La idea de usar sangre joven para rejuvenecer el organismo no es nueva. Como apunta El País, ya hay empresas que se dedican a ello, como Ambrosia Medical, que desde 2017 practica en varias ciudades de Estados Unidos transfusiones de plasma de personas que no superan los 25 años. La compañía ofrece la promesa de contrarrestar el envejecimiento rejuveneciendo los órganos.
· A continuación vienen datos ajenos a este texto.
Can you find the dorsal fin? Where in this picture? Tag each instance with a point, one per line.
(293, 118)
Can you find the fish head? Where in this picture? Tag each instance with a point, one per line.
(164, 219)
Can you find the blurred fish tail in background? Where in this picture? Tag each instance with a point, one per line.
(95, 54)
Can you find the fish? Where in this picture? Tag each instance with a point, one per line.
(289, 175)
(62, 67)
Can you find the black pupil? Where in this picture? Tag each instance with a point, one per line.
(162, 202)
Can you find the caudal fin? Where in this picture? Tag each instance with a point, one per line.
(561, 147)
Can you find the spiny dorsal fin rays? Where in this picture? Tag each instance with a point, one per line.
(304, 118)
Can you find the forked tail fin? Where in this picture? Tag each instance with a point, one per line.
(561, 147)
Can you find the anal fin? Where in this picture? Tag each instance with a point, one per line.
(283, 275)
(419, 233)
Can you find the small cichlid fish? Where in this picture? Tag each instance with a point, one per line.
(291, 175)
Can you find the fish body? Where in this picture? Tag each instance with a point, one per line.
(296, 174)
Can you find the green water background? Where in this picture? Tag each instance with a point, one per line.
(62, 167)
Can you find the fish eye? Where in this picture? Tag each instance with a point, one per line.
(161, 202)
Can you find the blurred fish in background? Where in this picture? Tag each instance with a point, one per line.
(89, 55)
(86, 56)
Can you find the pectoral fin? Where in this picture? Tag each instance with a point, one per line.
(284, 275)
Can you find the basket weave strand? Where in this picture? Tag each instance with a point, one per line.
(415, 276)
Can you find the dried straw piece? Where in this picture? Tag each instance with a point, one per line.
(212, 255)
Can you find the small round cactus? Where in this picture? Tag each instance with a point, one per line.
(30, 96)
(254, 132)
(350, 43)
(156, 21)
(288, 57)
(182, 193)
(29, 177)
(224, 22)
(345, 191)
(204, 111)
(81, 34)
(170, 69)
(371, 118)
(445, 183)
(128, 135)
Los aspirantes a una juventud eterna pagan entre 8.000 y 12.000 dólares.

"En los próximos años seguirán apareciendo estudios y noticias sobre nuevas estrategias, más aún, cuando a partir del 2022, la OMS acepte la edad avanzada como una enfermedad en el IDC (clasificación internacional de las enfermedades), lo cual permitirá hacer investigaciones en humanos a gran escala", explica Ángel Durántez, experto en medicina preventiva, en declaraciones a este medio.

Este trabajo reabre el debate sobre si es mejor someterse a una transfusión de plasma o centrarse en estrategias sencillas como la práctica de ejercicio.

Pero influyen más los buenos hábitos

Y es que, desde la perspectiva médica, tendrían más sentido llevar a cabo otras alternativas para mantenernos jóvenes. Por ejemplo, teniendo en cuenta que los niveles de colesterol influyen significativamente en una buena calidad de vida, ya que conlleva a una buena salud cardiovascular, el control de este factor sería lo que a ciencia cierta mejoraría la funcionalidad del organismo dando la posibilidad de tener una vida más larga y tranquila.

Es decir, ahora que sabemos que a los 34 años el cuerpo comienza a envejecer, quizás sea el momento oportuno para comenzar a hacer ejercicio y cuidar tu alimentación.

¿Qué haces tú para mantenerte joven? ¿Te inyectarías plamas de una persona más joven?